The clamour for a liberalised market, however, continues to be ignored. It has often topped the list of campaign promises by aspiring politicians and even Zanzibar’s retired President Amani Abeid Karume had vowed to liberalise the industry, but the status quo outlasted his political career.

Clove growers, through Zacpo, are also calling for policy reforms such as increased sector research and provision of better support services for farmers. They point the finger of blame at the Clove Market Law of 1985 and insist that the ZSTC needs to be disbanded. “The Clove Market Law of 1985, operational today, leaves farmers little or no role in price setting and limits their position in international market dynamics,” reads a 2013 report by Zacpo. Most recent calls have tempered the demand for a fully liberal market with that of a mixed approach, which allows direct export by some farmers and a supervisory role by government.

But their plea continues to fall on deaf ears and in an April 2014 State of the Nation report, Zanzibar’s President spoke of how his government would annually distribute 1m clove seedlings for the next three years as part of a plan to enhance production.

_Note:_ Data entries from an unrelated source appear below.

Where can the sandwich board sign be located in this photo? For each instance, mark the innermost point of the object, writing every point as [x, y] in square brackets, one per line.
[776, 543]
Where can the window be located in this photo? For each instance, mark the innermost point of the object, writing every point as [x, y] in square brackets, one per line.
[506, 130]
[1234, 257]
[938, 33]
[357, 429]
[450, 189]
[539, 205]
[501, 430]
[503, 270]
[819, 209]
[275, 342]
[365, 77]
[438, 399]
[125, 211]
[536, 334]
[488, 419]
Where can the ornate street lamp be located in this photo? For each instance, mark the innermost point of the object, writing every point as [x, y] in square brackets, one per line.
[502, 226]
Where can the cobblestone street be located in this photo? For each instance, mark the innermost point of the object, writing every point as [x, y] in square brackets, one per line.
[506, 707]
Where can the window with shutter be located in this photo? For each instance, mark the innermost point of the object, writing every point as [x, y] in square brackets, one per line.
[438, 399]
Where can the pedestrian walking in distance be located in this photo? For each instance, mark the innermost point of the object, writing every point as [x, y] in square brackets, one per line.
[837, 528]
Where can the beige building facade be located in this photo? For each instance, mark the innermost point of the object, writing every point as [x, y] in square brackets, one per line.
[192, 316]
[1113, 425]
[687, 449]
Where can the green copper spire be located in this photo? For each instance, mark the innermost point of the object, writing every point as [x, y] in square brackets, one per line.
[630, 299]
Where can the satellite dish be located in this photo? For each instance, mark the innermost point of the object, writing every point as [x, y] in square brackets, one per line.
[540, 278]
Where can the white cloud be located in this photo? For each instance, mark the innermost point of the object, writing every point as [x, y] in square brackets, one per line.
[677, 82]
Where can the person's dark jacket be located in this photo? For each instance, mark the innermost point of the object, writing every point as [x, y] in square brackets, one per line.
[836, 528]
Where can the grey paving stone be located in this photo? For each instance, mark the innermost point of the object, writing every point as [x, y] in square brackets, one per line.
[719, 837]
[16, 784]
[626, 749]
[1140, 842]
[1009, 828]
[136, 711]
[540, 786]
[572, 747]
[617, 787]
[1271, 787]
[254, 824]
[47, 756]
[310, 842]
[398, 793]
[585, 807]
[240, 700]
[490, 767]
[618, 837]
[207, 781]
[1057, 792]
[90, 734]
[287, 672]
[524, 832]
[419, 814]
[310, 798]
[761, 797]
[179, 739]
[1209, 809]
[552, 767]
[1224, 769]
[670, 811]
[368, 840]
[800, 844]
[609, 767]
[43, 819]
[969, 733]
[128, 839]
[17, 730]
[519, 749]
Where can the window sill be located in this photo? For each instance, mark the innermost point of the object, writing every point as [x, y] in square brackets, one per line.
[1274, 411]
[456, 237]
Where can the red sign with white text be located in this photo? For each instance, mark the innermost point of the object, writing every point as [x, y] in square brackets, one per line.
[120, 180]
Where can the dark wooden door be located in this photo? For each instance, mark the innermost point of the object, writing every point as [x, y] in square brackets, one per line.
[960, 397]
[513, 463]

Aside from the fate of the farmers, the decline of the sector may adversely affect the island’s tourism earnings since visits to clove farms have become a cornerstone of the island’s tour packages, therefore threatening both of the island’s top foreign-exchange earners.

Branding strategy
Possibly more damning than the severe drop in Zanzibar’s clove production in recent years is how the island is credited for an even smaller percentage of its output, since most of its cloves are exported to Indonesia, India and Japan for processing and packaging – either as oil, cigarettes or in their pure form. So in its 2011 report, Zacpo called for the privatisation of the oil distillery in Pemba to pave the way for industrial and commercial production of essential oils and increase Zanzibar’s share in the global oil markets.

In late 2012, the International Trade Centre and the World Intellectual Property Organisation joined hands with Tanzania to develop an intellectual property and branding strategy for its cloves. The “Zanzibar Exotic Originals” trade mark was created.

It currently targets tourists visiting the island and is yet to be launched internationally. The development of the brand has injected optimism into the local sector by imbuing it with a much needed sense of national pride. For the marketing concept to have any long-term impact, however, it will have to go hand in hand with a relaxation of government controls.

Zanzibar’s farmers may continue hiding their cloves under their beds but it isn’t a good idea for their government to stash the entire sector under theirs.